14世紀のモンゴル帝国解体後から、東アジアに近世の国家体制が誕生する17世紀までのシナ海域に、生まれては消えた「海上王国」の歴史。日本でも中国でもない、この「蜃気楼王国」に生きた人々――「日本国王」足利義満、鄭和の南海遠征、王直と倭寇、キリシタン小西行長と朝鮮出兵などをめぐる史料を分析し、海上政権との抗争のなかから、近代につながる近世の「陸の国家」が生まれてくる過程を追う。海からみた新しい世界史。
尖閣諸島や南沙諸島をめぐって緊張が高まるシナ海域。かつてこの海には、〈日本〉でも〈中国〉でもない「蜃気楼の王国」が存在していた――。
世界史的視野とフィールドワークで、東アジア史研究に独自の成果をあげている気鋭の著者が書き下ろす、14-17世紀の海域アジア史。歴史を海から大胆に組み替える意欲作!

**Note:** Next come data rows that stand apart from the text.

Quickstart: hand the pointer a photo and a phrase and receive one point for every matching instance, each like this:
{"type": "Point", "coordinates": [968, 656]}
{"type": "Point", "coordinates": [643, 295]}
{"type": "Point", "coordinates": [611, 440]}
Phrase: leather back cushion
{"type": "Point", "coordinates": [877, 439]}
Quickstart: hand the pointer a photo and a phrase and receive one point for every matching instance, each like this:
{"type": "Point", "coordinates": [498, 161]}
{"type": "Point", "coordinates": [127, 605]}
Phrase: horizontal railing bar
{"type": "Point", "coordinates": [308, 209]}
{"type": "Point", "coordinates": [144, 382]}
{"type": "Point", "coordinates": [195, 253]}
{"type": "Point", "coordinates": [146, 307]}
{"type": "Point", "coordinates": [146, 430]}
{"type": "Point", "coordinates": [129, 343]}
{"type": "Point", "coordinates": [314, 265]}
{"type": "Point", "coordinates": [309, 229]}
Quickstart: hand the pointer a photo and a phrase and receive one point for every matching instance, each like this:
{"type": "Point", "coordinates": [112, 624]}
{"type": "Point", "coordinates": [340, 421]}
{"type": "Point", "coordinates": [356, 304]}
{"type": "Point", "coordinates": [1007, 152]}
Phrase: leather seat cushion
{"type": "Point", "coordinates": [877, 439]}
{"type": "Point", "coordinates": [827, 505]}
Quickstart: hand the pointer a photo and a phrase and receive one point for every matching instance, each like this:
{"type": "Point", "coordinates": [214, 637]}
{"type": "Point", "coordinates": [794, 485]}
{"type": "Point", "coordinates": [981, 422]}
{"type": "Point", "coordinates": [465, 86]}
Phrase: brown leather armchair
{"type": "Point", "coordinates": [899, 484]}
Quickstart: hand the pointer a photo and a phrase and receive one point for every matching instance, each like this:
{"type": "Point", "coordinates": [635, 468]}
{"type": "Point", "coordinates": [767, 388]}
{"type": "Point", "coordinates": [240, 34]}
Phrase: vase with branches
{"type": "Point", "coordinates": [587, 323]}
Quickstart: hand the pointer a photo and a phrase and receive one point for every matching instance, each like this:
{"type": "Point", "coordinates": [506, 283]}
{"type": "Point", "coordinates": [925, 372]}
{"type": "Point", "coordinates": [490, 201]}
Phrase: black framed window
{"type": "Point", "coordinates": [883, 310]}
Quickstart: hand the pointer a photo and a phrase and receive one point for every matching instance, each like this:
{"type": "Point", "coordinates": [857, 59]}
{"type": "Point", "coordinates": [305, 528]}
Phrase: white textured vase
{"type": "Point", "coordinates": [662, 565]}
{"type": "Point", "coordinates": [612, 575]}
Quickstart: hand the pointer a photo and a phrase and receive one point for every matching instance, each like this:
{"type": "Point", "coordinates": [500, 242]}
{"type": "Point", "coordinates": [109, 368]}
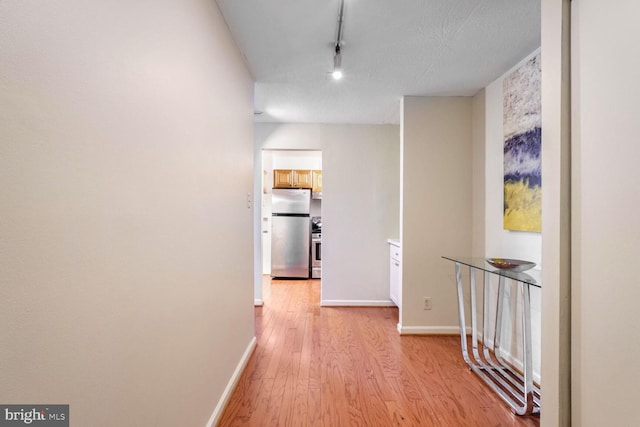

■アジアの海に痕跡だけを残して、歴史の舞台から消え去った〈王国〉の300年史!
本書の舞台は、チャイナ・シーズ(China seas)、すなわち東シナ海と南シナ海を中心とする中世の「海」です。堺から瀬戸内海を経て、長崎・平戸、朝鮮半島と中国沿岸部、さらに台湾からフィリピン、ジャカルタにまでいたる海を、あえて出身国でいえば、中国人、日本人、琉球人、ポルトガル人、ヴェトナム人…といった人々が、ジャンク(中国船)やガレオン船で自在に行き交った時代。彼ら「海域王国の住人」は、いかに生き、なぜ消えていったのでしょうか。
■日本国王・源義満とは誰か? 「海上政権」を夢みて闘った英雄たちの列伝。
歴史学の主流では、長く「英雄史観」は否定されてきました。しかし、本書ではあえて、未来へのヴィジョンを持ち、周囲を動かしてきた人物=英雄を取り上げます。明朝皇帝と巧みに交渉した足利義満、南海遠征を率いた宦官の鄭和、「倭寇の頭目」と呼ばれた王直、キリシタン大名・小西行長、清朝やオランダと戦った国姓爺こと鄭成功――。海の歴史を動かしてきた彼ら「英雄」を歴史学として客観的に分析する方法を提起し、その数奇なドラマを描きます。
■アジアの近世は海から始まった。〈世界史〉と〈国家〉をシナ海域から見直す!
しかし本書は、シナ海域という限られたエリアのローカルな歴史書ではありません。チンギス=ハンに始まるモンゴル帝国を契機に生まれた〈蜃気楼王国〉。この「海の政権」との長い抗争を経て、東アジアの陸地に生まれた近世国家が互いに交わした黙契とは。ヨーロッパ近代国家との比較も交えて、新たな「海から見た世界史」を提唱します。